Celebramos enormemente la decisión adoptada por el Pleno de la Suprema Corte de Justicia de la Nación que ha declarado la invalidez de todos los artículos que impiden la igualdad entre los niños con discapacidad, dependientes y no dependientes, por cuanto a su atención en los Centros de Desarrollo Infantil, pues establece una nueva directriz de conformidad con la cual deberá de atenderse a las necesidades de los niños con discapacidad a lo largo y ancho de todo nuestro territorio.

De manera singular, sin embargo, resulta especialmente relevante destacar la acción humana, honrosa y honesta que, con toda sorpresa, porque no era necesaria, tomó el ministro Franco González Salas, quien al inicio de la sesión del día de ayer reconoció públicamente y frente a las cartas que le fueron enviadas, que las expresiones de su parte habían sido poco sensibles e inadecuadas, solidarizándose así con los padres de los niños con discapacidad, a quienes expresó una disculpa pública por sus expresiones, que retiró en el acto.

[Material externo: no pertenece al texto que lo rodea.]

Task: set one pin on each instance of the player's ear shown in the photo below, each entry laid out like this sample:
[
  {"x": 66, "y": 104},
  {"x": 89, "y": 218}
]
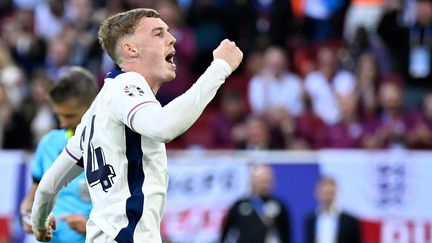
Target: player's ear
[{"x": 130, "y": 50}]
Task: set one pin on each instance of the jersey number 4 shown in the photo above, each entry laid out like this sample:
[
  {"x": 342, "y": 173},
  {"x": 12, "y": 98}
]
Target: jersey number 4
[{"x": 98, "y": 171}]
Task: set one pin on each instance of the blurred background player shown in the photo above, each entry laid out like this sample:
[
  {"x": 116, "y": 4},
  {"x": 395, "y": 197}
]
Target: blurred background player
[
  {"x": 260, "y": 217},
  {"x": 329, "y": 223},
  {"x": 70, "y": 98}
]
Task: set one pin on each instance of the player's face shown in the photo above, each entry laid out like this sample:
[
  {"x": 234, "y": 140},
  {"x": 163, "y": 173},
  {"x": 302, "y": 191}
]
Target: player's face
[
  {"x": 69, "y": 113},
  {"x": 155, "y": 45}
]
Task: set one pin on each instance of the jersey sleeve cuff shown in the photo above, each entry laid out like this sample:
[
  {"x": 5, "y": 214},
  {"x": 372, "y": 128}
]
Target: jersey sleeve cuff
[{"x": 224, "y": 65}]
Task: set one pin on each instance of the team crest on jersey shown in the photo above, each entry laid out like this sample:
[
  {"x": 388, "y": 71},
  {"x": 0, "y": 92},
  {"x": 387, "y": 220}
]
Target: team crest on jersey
[{"x": 133, "y": 90}]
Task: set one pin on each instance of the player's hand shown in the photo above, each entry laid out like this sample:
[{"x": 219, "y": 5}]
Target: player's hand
[
  {"x": 228, "y": 51},
  {"x": 45, "y": 235},
  {"x": 25, "y": 220},
  {"x": 77, "y": 222}
]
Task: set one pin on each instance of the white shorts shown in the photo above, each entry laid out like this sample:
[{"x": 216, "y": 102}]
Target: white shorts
[{"x": 95, "y": 235}]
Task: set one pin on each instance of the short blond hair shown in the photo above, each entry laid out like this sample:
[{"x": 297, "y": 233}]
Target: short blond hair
[{"x": 120, "y": 25}]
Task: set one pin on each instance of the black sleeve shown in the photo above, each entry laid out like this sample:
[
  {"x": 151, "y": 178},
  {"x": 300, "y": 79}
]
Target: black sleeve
[
  {"x": 284, "y": 224},
  {"x": 228, "y": 221}
]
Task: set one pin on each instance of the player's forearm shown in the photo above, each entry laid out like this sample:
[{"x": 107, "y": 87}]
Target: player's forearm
[
  {"x": 175, "y": 118},
  {"x": 62, "y": 171}
]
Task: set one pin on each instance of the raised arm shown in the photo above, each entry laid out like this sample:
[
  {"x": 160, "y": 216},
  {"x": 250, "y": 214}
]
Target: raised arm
[{"x": 165, "y": 123}]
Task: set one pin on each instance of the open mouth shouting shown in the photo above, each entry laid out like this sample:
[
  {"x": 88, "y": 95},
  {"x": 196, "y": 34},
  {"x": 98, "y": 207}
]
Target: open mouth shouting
[{"x": 170, "y": 58}]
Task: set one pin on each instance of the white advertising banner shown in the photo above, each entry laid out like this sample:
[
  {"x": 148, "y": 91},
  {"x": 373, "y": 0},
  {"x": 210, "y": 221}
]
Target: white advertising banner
[
  {"x": 390, "y": 191},
  {"x": 200, "y": 192}
]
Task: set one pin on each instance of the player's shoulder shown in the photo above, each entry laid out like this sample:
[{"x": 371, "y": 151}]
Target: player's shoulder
[
  {"x": 52, "y": 139},
  {"x": 131, "y": 83},
  {"x": 129, "y": 77}
]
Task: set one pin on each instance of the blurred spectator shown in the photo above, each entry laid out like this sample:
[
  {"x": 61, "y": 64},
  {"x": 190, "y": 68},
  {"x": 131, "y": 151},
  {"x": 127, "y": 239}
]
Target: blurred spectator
[
  {"x": 274, "y": 88},
  {"x": 393, "y": 123},
  {"x": 420, "y": 135},
  {"x": 70, "y": 99},
  {"x": 328, "y": 80},
  {"x": 49, "y": 18},
  {"x": 310, "y": 130},
  {"x": 228, "y": 125},
  {"x": 58, "y": 57},
  {"x": 349, "y": 131},
  {"x": 17, "y": 34},
  {"x": 14, "y": 131},
  {"x": 368, "y": 78},
  {"x": 362, "y": 13},
  {"x": 328, "y": 223},
  {"x": 410, "y": 47},
  {"x": 323, "y": 19},
  {"x": 260, "y": 217},
  {"x": 13, "y": 79},
  {"x": 266, "y": 21},
  {"x": 209, "y": 23},
  {"x": 259, "y": 136},
  {"x": 36, "y": 108},
  {"x": 185, "y": 47}
]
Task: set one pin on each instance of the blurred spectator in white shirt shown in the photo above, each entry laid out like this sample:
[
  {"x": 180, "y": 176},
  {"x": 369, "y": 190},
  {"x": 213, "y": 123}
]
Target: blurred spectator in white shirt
[
  {"x": 274, "y": 87},
  {"x": 323, "y": 84}
]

En esta época en la que prevalece una enorme distancia entre quienes tienen la difícil responsabilidad de gobernar y quienes soportan el peso de ser gobernados, destaca la virtud de la humildad y la empatía con lo más justo, más allá de lo estrictamente correcto y permitido, como lo mostró el ministro Franco González Salas. No sólo debemos aplaudir el valor que conlleva el reconocimiento del error, sino que bien podemos señalarlo como un ejemplo que en su propio ámbito de desenvolvimiento, otras autoridades deberían emular, a fin de superar los obstáculos que para la vida del país han venido imponiendo distintas circunstancias derivadas, nada más y nada menos, que de sus propios errores.